Today it is about creating an interesting container.
What are the most visible differences between how Americans and Europeans use multimedia?
I feel there is a tendency in the US to entertain and to be very clear about everything. Often that can be a quality — there is not so much doubt left to the viewer and the information is condensed to the maximum. In Europe the entertainment aspect is not so dominant, which can sometimes make it too serious and not so attractive to watch, but at the same time there is a tradition of breaking and questioning the medium, narration and being sceptical about things, which can be very strong as well.
Because of the connection with Magnum you have worked with rather sensitive subjects. How freely can you play and interpret the photos, and utter your position?

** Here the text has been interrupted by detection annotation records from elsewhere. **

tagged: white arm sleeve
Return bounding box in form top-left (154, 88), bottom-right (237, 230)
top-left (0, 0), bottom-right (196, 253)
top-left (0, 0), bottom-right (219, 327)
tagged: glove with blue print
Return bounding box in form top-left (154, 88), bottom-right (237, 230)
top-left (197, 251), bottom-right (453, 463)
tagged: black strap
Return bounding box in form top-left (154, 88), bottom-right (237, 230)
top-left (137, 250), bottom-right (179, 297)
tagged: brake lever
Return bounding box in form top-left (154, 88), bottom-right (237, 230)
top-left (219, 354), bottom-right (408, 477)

Indeed you have to be very careful about what you do. It’s a responsibility to be fair to these images and the people behind them. As an editor you can add another layer that strengthens something, or on the contrary — takes the pressure off. Maybe the photographer has a big empathy for the war victims, and you can feel it, maybe someone else is more clinical and just records what’s happening, so to that material you can add a voice of a person connected to the war that expresses more warmth, making an emotional connection to the viewer. I would tend to the humanistic approach, but sometimes it’s better to choose other languages to actually make people think. Your job is to become invisible, and it needs skills to be as objective as you can in getting that vision across.

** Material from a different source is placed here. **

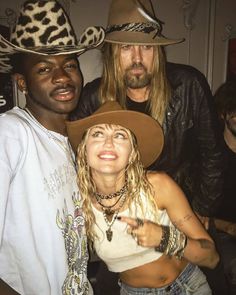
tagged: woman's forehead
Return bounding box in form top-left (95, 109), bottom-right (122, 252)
top-left (89, 124), bottom-right (128, 131)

In this time of saturated visual, audible and multimedia information, it’s hard to come across something never yet seen. How to create something out of the ordinary and lasting?

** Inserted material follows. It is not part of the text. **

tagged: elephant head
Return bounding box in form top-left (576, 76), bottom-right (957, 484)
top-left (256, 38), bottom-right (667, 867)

Firstly, don’t get bothered by what other people do; if you really care about the subject, it will stand out. It’s also healthy to keep thinking about the changing media landscape without getting crazy and stressed out about it. The media has always changed, and by adapting and using that for your advantage to tell the story, there is a chance to create a strong piece. Often those who break the rules or take it a step further are developed professionals because it requires production skills to do something like that. They always have a strong content and they’re smart about how they deal with it, maybe also presenting it on a new platform or in a technical way.
The form needs to be attractive, that you want to see more and you’re sucked in, ready to deal with the content. The representation should always be truthful but also sensitive. It has to be artistic in a sense that you can connect to it immediately.